De ce nombre, on retrouve 46 travailleurs de la Tunisie, 30 de la France, 28 du Mexique, 16 du Guatemala, 11 du Maroc, 7 du Sénégal, 6 du Cameroun, 5 de la Côte-d’Ivoire, 4 du Togo et 4 des Philippines. La balance des travailleurs provient de l’Allemagne, du Bénin, du Pérou, du Liban, de l’Argentine, de la Martinique, de la Colombie, de la Guadeloupe et de la Thaïlande.
Ainsi, les 250 travailleurs guatémaltèques qui travailleront aux Serres Toundra, lorsque la phase 3 sera complètement opérationnelle, ne font pas partie de cette statistique. « Nous sommes en pourparlers avec les Serres Toundra pour aider les travailleurs qui souhaitent rester ici, en aidant notamment avec le référencement pour la francisation », ajoute la directrice générale.

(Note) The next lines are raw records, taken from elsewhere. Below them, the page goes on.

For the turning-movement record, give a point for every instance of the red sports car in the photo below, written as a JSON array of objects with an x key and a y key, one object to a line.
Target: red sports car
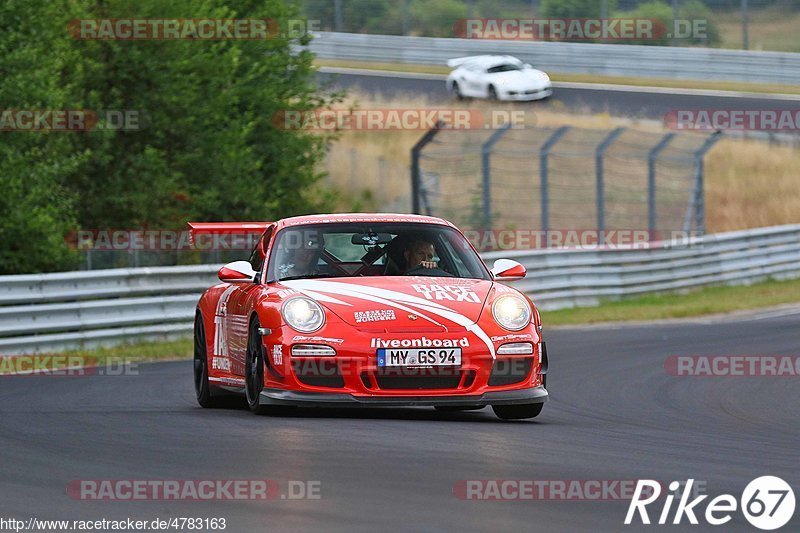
[{"x": 368, "y": 310}]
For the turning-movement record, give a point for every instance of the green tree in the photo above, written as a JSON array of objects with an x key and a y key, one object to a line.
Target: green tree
[
  {"x": 573, "y": 8},
  {"x": 35, "y": 210},
  {"x": 436, "y": 18},
  {"x": 209, "y": 148}
]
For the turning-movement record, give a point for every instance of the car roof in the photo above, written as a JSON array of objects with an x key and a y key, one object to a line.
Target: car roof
[
  {"x": 337, "y": 218},
  {"x": 484, "y": 61}
]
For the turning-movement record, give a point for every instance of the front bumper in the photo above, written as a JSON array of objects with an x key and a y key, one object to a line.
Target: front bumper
[
  {"x": 324, "y": 399},
  {"x": 524, "y": 96}
]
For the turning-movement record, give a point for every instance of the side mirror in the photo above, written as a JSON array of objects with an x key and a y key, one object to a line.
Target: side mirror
[
  {"x": 237, "y": 272},
  {"x": 508, "y": 270}
]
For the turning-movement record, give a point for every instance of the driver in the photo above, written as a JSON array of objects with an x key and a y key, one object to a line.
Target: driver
[
  {"x": 419, "y": 253},
  {"x": 301, "y": 255}
]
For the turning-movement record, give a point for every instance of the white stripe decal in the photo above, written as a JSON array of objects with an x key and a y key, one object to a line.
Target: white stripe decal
[
  {"x": 370, "y": 298},
  {"x": 325, "y": 298},
  {"x": 388, "y": 297}
]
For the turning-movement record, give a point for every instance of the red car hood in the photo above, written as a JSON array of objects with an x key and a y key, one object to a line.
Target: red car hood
[{"x": 397, "y": 304}]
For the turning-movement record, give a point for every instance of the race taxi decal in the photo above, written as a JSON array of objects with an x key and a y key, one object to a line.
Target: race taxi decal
[
  {"x": 277, "y": 354},
  {"x": 379, "y": 315},
  {"x": 513, "y": 337},
  {"x": 285, "y": 293},
  {"x": 220, "y": 329},
  {"x": 422, "y": 342},
  {"x": 221, "y": 363},
  {"x": 398, "y": 300},
  {"x": 453, "y": 293}
]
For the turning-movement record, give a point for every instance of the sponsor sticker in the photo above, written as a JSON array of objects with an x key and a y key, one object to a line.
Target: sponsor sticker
[
  {"x": 422, "y": 342},
  {"x": 378, "y": 315}
]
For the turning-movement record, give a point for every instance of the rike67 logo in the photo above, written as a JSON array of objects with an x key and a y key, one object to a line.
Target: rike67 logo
[{"x": 767, "y": 503}]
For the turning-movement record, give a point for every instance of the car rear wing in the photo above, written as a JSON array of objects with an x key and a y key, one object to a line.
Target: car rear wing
[
  {"x": 215, "y": 228},
  {"x": 458, "y": 61},
  {"x": 486, "y": 59}
]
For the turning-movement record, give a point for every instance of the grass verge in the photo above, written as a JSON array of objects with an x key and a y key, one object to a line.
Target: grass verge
[
  {"x": 706, "y": 301},
  {"x": 109, "y": 357},
  {"x": 581, "y": 78}
]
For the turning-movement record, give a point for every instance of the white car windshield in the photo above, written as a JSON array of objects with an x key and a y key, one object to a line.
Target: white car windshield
[{"x": 504, "y": 68}]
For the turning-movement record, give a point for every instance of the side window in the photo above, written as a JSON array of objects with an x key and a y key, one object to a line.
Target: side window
[{"x": 257, "y": 256}]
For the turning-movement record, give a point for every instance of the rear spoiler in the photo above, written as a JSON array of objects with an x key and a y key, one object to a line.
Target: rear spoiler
[
  {"x": 214, "y": 228},
  {"x": 458, "y": 61}
]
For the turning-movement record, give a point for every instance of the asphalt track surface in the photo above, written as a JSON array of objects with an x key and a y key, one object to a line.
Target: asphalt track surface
[
  {"x": 614, "y": 414},
  {"x": 617, "y": 101}
]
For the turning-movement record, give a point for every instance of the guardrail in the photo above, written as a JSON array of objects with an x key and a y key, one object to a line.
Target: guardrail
[
  {"x": 571, "y": 58},
  {"x": 48, "y": 312}
]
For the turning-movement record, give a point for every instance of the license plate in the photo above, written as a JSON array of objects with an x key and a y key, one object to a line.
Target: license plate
[{"x": 419, "y": 357}]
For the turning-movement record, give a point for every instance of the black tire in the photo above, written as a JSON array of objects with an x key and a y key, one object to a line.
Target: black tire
[
  {"x": 518, "y": 412},
  {"x": 456, "y": 90},
  {"x": 204, "y": 391},
  {"x": 254, "y": 371}
]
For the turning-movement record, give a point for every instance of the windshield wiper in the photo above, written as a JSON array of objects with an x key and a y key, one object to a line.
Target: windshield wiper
[{"x": 308, "y": 276}]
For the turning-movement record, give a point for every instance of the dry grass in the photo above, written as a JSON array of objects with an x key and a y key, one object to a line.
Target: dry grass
[
  {"x": 749, "y": 183},
  {"x": 773, "y": 28}
]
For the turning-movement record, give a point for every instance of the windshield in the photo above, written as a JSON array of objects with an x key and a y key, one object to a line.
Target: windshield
[
  {"x": 372, "y": 249},
  {"x": 504, "y": 68}
]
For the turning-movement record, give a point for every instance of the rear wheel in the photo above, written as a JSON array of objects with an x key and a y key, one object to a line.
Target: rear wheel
[
  {"x": 254, "y": 370},
  {"x": 457, "y": 91},
  {"x": 202, "y": 388},
  {"x": 517, "y": 412}
]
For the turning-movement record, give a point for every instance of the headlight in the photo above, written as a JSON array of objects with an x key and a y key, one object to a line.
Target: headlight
[
  {"x": 303, "y": 314},
  {"x": 511, "y": 312}
]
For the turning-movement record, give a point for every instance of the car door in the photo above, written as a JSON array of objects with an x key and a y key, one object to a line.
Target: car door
[
  {"x": 241, "y": 302},
  {"x": 466, "y": 79}
]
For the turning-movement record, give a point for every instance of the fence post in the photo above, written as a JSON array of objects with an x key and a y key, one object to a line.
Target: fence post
[
  {"x": 651, "y": 181},
  {"x": 598, "y": 165},
  {"x": 695, "y": 215},
  {"x": 415, "y": 173},
  {"x": 544, "y": 153},
  {"x": 486, "y": 154}
]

Encore plus de nouveaux arrivants
Depuis 2018-19, POL opère aussi des programmes en lien avec les migrations interrégionales de Place aux jeunes et l’intégration des étudiants internationaux. En 2021, l’organisme a accueilli 51 personnes d’autres régions du Québec et 60 étudiants internationaux (Fait à noter, seuls les étudiants internationaux qui entament des démarches pour s’implanter dans la région sont comptabilisés par POL, car il y en a beaucoup plus dans la région et plusieurs sont pris en charge par des ressources dans les cégeps).

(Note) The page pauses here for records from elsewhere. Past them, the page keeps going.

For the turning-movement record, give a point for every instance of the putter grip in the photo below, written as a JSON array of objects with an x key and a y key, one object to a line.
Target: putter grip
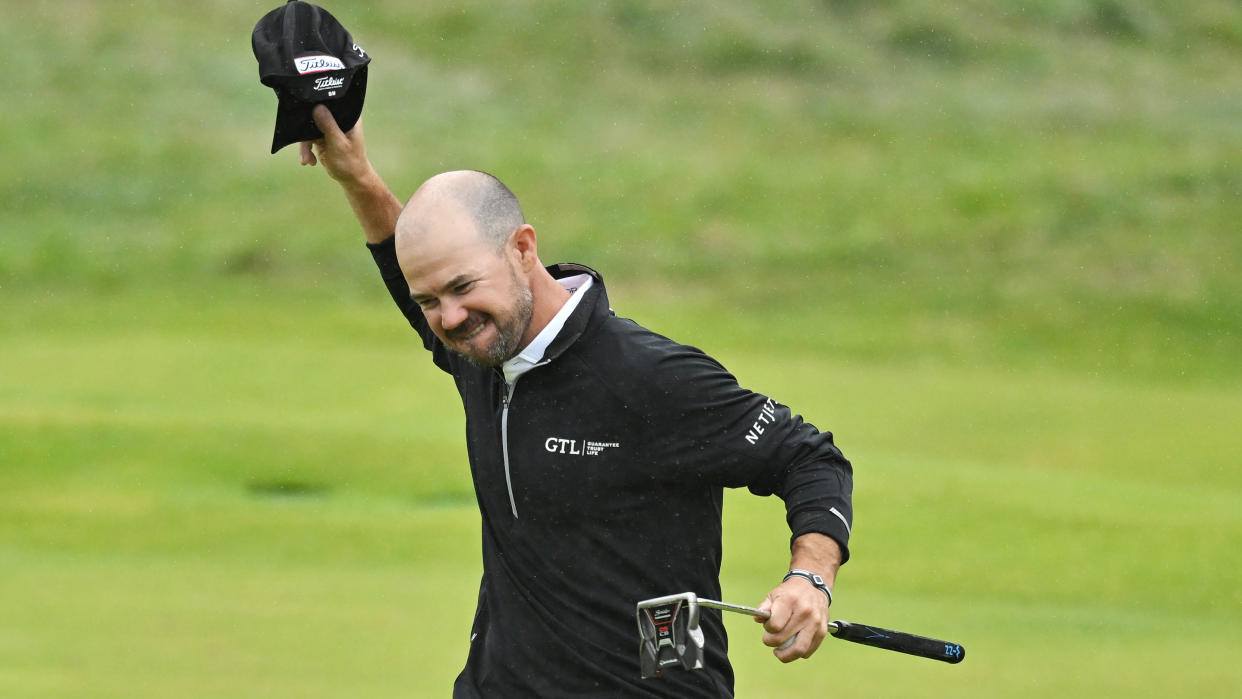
[{"x": 889, "y": 640}]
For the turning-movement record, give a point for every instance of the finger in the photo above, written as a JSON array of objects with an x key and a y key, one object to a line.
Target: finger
[
  {"x": 788, "y": 643},
  {"x": 327, "y": 123}
]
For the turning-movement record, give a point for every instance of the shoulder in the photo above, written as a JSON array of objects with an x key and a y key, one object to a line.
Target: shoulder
[{"x": 635, "y": 360}]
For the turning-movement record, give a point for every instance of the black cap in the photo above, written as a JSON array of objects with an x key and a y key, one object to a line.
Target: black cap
[{"x": 308, "y": 58}]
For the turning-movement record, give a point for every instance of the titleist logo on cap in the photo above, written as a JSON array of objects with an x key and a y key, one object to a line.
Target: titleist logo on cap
[
  {"x": 317, "y": 63},
  {"x": 328, "y": 82}
]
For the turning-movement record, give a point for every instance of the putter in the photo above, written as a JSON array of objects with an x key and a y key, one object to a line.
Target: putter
[{"x": 670, "y": 635}]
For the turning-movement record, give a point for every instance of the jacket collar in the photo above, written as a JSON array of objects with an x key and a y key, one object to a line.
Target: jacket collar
[{"x": 594, "y": 304}]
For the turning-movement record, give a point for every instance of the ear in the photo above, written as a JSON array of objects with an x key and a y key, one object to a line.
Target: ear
[{"x": 524, "y": 247}]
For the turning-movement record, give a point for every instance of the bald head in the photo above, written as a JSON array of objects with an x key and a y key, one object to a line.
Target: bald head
[{"x": 460, "y": 202}]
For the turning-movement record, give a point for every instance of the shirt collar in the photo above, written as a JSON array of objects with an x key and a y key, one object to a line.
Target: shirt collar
[{"x": 532, "y": 355}]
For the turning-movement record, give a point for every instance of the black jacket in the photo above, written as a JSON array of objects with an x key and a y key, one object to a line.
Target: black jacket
[{"x": 600, "y": 477}]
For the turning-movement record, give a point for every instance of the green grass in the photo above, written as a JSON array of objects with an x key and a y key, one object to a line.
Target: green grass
[{"x": 992, "y": 246}]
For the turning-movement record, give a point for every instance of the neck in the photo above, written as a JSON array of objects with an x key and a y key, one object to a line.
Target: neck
[{"x": 547, "y": 298}]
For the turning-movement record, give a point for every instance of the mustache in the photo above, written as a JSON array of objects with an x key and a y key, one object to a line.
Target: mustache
[{"x": 467, "y": 327}]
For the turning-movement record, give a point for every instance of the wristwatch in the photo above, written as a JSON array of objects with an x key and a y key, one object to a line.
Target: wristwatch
[{"x": 812, "y": 579}]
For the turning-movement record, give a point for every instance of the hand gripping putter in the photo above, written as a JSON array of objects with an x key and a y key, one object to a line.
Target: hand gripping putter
[{"x": 670, "y": 635}]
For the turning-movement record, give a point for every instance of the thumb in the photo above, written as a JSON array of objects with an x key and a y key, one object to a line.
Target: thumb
[
  {"x": 327, "y": 123},
  {"x": 765, "y": 606}
]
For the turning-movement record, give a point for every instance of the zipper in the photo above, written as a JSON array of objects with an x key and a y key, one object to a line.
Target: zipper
[{"x": 504, "y": 442}]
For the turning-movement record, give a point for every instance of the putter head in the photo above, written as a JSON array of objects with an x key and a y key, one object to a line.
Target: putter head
[{"x": 668, "y": 633}]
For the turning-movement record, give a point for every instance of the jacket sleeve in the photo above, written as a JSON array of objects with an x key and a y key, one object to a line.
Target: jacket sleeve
[
  {"x": 384, "y": 253},
  {"x": 739, "y": 437}
]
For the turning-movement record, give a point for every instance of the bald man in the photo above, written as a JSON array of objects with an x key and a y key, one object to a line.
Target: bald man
[{"x": 599, "y": 450}]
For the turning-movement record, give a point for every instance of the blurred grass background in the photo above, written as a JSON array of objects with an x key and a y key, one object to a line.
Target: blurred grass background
[{"x": 992, "y": 246}]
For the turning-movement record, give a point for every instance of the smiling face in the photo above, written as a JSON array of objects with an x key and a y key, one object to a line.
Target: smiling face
[{"x": 476, "y": 298}]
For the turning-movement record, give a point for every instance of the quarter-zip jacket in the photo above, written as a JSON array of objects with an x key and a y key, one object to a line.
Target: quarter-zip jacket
[{"x": 599, "y": 477}]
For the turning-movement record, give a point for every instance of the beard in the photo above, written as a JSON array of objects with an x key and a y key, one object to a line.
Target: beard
[{"x": 511, "y": 327}]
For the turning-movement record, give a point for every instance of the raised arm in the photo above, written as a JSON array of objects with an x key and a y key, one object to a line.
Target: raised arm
[{"x": 344, "y": 158}]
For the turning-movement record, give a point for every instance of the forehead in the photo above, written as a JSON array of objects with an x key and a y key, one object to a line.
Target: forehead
[{"x": 434, "y": 257}]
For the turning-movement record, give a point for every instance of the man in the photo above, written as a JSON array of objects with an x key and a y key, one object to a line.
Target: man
[{"x": 599, "y": 450}]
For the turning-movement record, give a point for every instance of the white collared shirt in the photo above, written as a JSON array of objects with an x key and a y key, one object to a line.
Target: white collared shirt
[{"x": 532, "y": 355}]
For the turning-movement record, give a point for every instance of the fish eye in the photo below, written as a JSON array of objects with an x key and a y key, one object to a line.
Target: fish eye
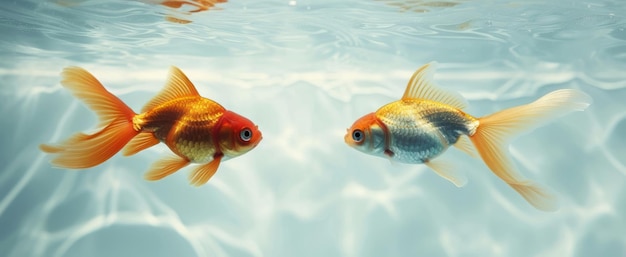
[
  {"x": 357, "y": 135},
  {"x": 245, "y": 134}
]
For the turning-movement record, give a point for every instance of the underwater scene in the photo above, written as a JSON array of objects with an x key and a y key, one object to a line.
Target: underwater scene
[{"x": 312, "y": 128}]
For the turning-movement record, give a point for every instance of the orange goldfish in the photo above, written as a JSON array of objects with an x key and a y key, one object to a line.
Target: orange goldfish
[
  {"x": 427, "y": 120},
  {"x": 196, "y": 129}
]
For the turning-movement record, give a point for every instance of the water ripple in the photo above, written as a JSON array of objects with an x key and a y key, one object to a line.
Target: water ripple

Par le passé, Portes ouvertes sur le lac s’occupait de l’accueil et de l’intégration des immigrants, en organisant des soirées culturelles et des activités ludiques pour faciliter l’intégration.
Avec la croissance du nombre d’immigrants, POL devra se concentre sur l’accueil. « Notre principale tâche est d’aider les immigrants à leur arrivée, en allant les chercher à l’aéroport et en les aidant à trouver un logement », note Julie Gauthier. POL aide aussi à remplir la paperasse administrative, à trouver un médecin de famille et à bien diriger les immigrants pour qu’ils puissent combler leurs besoins de base.
La réorganisation de POL fait en sorte que les municipalités devront en faire plus pour intégrer les immigrants. « Elles doivent prendre le relais et c’est ce qu’on est en train de bâtir en travaillant avec les MRC », ajoute cette dernière.
Les statistiques sur les nouveaux arrivants réjouissent Luc Simard, le préfet de la MRC de Maria-Chapdelaine, tout en reconnaissant que les communautés et les citoyens devront en faire plus pour favoriser leur rétention. « On doit développer des politiques d’accueil des nouveaux arrivants dans nos milieux », dit-il, tout en soulignant l’importance de se faire un bon réseau d’amis pour s’implanter durablement.
Pour créer des ponts entre les nouveaux arrivants et les citoyens, POL travaille d’ailleurs sur un projet de jumelage, lequel devrait voir le jour en mars. « On veut impliquer la population pour mieux intégrer les nouveaux arrivants », remarque Julie Gauthier. Une personne-ressource devrait être embauchée sous peu pour coordonner ce projet, qui visera à lier des personnes qui ont les mêmes intérêts.
« Ça coûte très cher aux entreprises et au gouvernement de faire venir des immigrants, alors on doit améliorer la rétention dans la région », note Julie Gauthier. Les municipalités et les MRC de la région devront bien se préparer à accueillir et retenir ces nouveaux travailleurs, car la tendance ne semble pas s’essouffler. À titre d’exemple, 20 autres travailleurs étrangers sont arrivés dans la région, le mois dernier.